Queridos hermanos sacerdotes de nuestro presbiterio diocesano, queridos familiares de D. Juan Manuel, feligreses de San Martín de Laspra y de Santa María Madre de la Iglesia en Piedras Blancas, al igual que de otras parroquias a las que él sirvió, hermanos y amigos todos en el Señor.
Nos lo hemos dicho en estos días porque así correspondía decírnoslo con motivo de estas fiestas navideñas y de comienzo de enero: que con el estreno de un nuevo año nos deseamos una vida nueva. No imaginábamos que tendría este realismo en la biografía de este querido hermano sacerdote que hoy estamos despidiendo cristianamente. Al filo del nuevo año, comenzar la vida nueva de verdad. Juan ya la ha comenzado.

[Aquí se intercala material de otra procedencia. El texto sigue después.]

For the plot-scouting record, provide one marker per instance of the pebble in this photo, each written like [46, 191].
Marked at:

Pienso en D. Rodrigo, su tío sacerdote. En Benjamín y Ana, en Miguel y Araceli, en los sobrinos y demás allegados de familia. Pienso en los compañeros de curso o en curas más cercanos a Juan Manuel, como Adolfo y Antonio. Pienso en tantos feligreses y amigos. Todos nos fuimos pasando la noticia de su imprevista enfermedad con el respeto de quien no quiere creer lo que de hecho no tenía salida. Y con pasmo e inmenso dolor nos fuimos comunicando lo que había desde la pequeñez más pobre e indefensa de no saber muy bien qué podríamos hacer, a qué puerta llamar, a quién poder contárselo para que se produjese el milagro de detener lo que nos parecía doloroso, prematuro, injusto… como es ver a un hombre joven que en la flor de su humanidad y en la plenitud bondadosa de su sacerdocio, de pronto se desliza por una pendiente que no sabíamos cómo poderla detener.
Junto al dolor, la confusión en la que algo así siempre nos sume, haciendo saltar todas las alarmas, las mil preguntas que no sabemos ni siquiera formular para que alguien tenga la caridad de ensayarnos una humilde respuesta. En esa guisa, las preguntas también interrogan a la fe, y miramos al cielo buscando el rostro de Dios para decirle como cada uno sabe y puede, todos nuestros ¿por qué, Señor?, esos que nacen del afecto y compañía de quien era muy fácil querer como nos tenía malacostumbrados nuestro querido Juan.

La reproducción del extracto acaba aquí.